Pendapat ini disampaikan Prof Amin Sweeney, sebagaimana dikutip Prof Abdul Hadi WM (wafat 19 Januari 2024) dalam Cakrawala Budaya Islam. Melalui sastra dan dakwah, bahasa Arab merembes ke dalam bahasa Melayu. Demikian pula seiring dengan munculnya kerajaan-kerajaan Islam yang berpusat di kota-kota pelabuhan. Beberapa contoh di antaranya adalah Samudra Pasai, Malaka, Aceh, Johor, Banten, dan Makassar.

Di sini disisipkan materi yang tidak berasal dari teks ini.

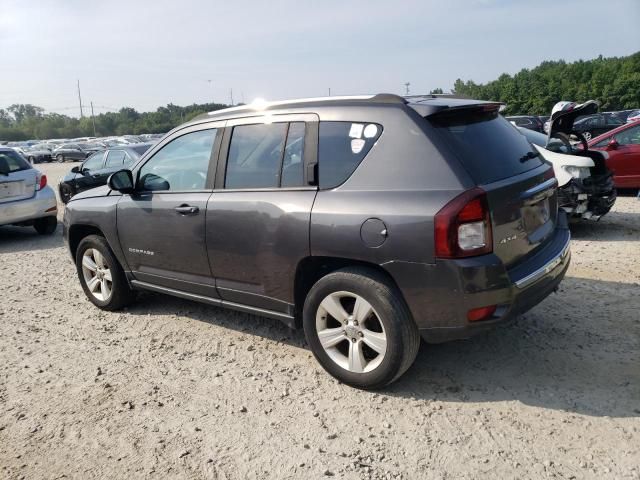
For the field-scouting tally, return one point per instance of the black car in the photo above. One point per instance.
(527, 121)
(96, 169)
(367, 221)
(592, 126)
(69, 151)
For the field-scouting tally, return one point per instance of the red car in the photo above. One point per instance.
(623, 147)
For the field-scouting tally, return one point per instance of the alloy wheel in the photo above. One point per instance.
(97, 274)
(350, 332)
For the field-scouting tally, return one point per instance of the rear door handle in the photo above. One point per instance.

Abdul Hadi memaparkan, sebagian besar teks-teks Nusantara klasik ditulis pada zaman Islam, yakni abad ke-15 sampai abad ke-19. Teks-teks ini tidak hanya menggunakan bahasa Melayu atau Arab, melainkan juga bahasa daerah setempat, seperti Jawa, Sunda, Aceh, Madura, Bugis, Sasak, Banjar, dan Minangkabau.
Menurut guru besar Universitas Paramadina tersebut, penduduk Nusantara yang tak berhasil dimasukkan ke dalam Islam bisa dikatakan tidak pernah mengenal tradisi menulis.
Sejak kejatuhan Baghdad pada abad ke-13, maka mulai bermunculan organisasi-organisasi dagang yang disebut ta’ifah. Ta’ifah ini dipimpin figur sufi sehingga kegiatannya tidak semata-mata urusan perniagaan, melainkan juga sosial keagamaan.
Di sisi lain, lanjut Abdul Hadi, sastra merupakan bidang penting bagi para salik dalam menyebarkan ajarannya. Khususnya di negeri-negeri Islam non-Arab, semisal Persia, pantai timur Afrika, atau Nusantara. Para sufi tampil sebagai pelopor kebangkitan bahasa-bahasa baru Dunia Islam.
Sebut saja bahasa Persia, Swahili, Urdu, atau Melayu. Semua itu naik tarafnya menjadi bahasa peradaban Islam di wilayah penutur aslinya dan bahkan mencapai lintas wilayah (internasional).
Salah satu sastrawan Muslim unggul pada masa itu adalah Hamzah Fansuri. Ia merupakan penulis sufi yang memperkenalkan syair dalam kesusastraan Melayu. Genre tersebut merupakan bentuk sajak yang terdiri atas empat baris dengan rima teratur, ‘a-a-a-a.’
Abdul Hadi menduga, syair merupakan perpaduan dari genre ruba’i yang berasal dari Persia dan pantun Melayu. Di samping bahasa Arab, Persia dan Melayu, Hamzah Fansuri juga menguasai bahasa Hindi, Jawa, dan Siam.
Hamzah Fansuri juga merupakan orang pertama yang menulis risalah keagamaan dan ilmu pengetahan dalam bahasa Melayu tinggi. Adapun ulama-ulama terdahulu pada umumnya menulis dengan bahasa Arab.
Melalui tangan Hamzah Fansuri-lah bahasa Melayu mulai difungsikan sebagai bahasa fungsional untuk sastra dan sains. Abdul Hadi WM bahkan mengusulkan agar Hamzah Fansuri didaulat sebagai Bapak Bahasa Indonesia dan Malaysia atas jasa-jasanya mengangkat bahasa Melayu.